I think I’m at the slightly dangerous point of having improved quite a lot, but not as much as I would like to have improved, so I am reaching for harder things and in doing so neglecting the fundamentals: breathe, sit up straight, keep still. It’s the paradox at the heart of riding – maybe anything difficult. You have to sweat to create the muscle memory, and then you have to distract yourself, meditate, transcend, absent your thinky monkey self so that the muscle memory can actually work. I get to control the direction and the pace, and then I have to let Bella handle the actual galloping and jumping over the fence. She’s much better at that part than I am.

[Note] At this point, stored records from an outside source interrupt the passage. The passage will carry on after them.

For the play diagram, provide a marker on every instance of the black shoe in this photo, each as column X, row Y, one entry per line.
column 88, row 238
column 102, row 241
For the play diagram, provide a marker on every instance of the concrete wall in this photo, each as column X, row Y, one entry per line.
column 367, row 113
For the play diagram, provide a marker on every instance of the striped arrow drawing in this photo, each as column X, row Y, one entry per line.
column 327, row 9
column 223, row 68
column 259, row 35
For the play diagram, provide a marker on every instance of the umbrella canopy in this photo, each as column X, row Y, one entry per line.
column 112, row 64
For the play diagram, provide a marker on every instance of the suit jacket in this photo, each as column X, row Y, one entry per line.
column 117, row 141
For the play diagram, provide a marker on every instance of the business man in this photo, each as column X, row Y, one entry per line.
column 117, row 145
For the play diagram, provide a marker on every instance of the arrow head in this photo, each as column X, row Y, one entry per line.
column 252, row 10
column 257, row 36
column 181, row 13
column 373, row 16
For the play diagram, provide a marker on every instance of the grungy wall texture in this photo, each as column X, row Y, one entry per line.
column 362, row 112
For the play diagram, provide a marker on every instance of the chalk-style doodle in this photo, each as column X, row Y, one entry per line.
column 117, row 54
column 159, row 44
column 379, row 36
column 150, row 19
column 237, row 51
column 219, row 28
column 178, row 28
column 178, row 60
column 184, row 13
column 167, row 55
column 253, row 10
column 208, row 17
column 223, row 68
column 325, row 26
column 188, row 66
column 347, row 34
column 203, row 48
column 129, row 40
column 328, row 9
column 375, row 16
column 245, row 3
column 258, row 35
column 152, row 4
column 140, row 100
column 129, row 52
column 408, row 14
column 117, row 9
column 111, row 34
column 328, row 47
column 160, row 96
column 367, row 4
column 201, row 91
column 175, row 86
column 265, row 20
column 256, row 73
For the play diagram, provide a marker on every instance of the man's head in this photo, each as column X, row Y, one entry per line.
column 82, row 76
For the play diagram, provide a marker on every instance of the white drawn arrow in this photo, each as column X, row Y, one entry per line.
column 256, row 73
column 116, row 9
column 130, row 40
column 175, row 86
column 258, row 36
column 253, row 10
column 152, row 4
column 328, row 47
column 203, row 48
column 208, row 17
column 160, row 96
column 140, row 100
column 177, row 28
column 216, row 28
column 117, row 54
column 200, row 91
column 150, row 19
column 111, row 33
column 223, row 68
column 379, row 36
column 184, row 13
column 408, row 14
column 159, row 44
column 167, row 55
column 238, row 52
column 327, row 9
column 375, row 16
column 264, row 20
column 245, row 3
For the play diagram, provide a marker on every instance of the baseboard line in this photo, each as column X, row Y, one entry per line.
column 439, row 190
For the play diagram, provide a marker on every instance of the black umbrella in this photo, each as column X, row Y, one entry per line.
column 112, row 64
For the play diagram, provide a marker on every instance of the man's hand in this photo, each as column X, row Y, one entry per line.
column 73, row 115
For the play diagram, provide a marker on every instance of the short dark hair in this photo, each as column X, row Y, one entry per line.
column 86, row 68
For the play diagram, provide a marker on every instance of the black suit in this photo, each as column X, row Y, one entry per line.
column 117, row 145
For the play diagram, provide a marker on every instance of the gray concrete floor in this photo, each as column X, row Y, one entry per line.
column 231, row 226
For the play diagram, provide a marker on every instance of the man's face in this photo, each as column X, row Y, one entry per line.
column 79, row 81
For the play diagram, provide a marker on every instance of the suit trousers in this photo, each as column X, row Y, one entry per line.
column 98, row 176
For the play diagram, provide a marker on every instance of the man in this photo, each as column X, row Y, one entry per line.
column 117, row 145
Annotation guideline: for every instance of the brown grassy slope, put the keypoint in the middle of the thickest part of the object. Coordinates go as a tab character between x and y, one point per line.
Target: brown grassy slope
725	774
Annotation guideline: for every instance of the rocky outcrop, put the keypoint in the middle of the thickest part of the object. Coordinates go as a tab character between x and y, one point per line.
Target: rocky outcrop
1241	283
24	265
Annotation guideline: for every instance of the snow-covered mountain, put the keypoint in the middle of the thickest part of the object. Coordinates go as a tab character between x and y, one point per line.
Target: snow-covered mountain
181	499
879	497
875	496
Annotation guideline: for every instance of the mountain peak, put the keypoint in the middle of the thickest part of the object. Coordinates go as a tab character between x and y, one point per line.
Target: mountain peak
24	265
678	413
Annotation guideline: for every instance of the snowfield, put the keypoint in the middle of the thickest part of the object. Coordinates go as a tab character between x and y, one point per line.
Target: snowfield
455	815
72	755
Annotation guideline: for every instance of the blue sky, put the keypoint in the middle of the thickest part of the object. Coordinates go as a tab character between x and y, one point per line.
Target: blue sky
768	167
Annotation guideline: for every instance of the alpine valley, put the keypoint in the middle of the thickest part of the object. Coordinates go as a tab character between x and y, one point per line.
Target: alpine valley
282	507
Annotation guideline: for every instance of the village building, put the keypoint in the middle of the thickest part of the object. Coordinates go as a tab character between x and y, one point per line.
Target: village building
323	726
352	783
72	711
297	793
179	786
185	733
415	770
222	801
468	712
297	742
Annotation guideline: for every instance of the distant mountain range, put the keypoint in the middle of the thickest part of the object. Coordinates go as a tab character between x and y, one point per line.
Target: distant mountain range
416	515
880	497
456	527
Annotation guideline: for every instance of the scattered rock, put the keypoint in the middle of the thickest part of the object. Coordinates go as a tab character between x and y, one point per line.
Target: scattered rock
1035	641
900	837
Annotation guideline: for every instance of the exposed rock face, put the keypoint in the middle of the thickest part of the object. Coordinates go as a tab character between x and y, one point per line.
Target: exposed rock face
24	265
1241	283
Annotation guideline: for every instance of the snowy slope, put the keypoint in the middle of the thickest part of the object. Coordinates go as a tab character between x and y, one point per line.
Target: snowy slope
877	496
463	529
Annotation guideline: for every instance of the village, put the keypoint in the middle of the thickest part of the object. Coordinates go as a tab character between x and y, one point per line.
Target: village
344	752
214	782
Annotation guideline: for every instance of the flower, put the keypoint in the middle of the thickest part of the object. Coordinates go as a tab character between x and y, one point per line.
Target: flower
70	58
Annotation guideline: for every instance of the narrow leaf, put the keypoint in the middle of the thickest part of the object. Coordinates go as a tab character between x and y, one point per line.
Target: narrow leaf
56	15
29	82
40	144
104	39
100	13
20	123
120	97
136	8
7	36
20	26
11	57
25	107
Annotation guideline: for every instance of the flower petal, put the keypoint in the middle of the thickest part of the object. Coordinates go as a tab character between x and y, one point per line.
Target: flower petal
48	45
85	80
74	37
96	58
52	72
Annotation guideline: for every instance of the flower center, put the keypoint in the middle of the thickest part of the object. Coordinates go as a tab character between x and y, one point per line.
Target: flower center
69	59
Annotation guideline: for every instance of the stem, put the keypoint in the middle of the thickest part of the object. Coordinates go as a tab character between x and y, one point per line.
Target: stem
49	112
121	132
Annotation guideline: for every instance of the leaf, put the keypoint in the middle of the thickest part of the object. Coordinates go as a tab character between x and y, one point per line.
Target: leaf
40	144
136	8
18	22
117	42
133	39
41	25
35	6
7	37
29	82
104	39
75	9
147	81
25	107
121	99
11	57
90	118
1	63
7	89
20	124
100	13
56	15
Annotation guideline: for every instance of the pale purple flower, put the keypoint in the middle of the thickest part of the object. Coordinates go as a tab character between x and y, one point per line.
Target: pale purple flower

And that’s the thing. If you drive stick, you can probably remember having to think about changing gear, and then not having to think about it, and then maybe driving along something like Highway One between Jenner and Point Arena and being the car; drinking the curves and feeling the suspension as your own spirit-level inner ear. Riding’s like that – your proprioception expanding to encompass another entity – with this exquisite refinement: you end up with two souls.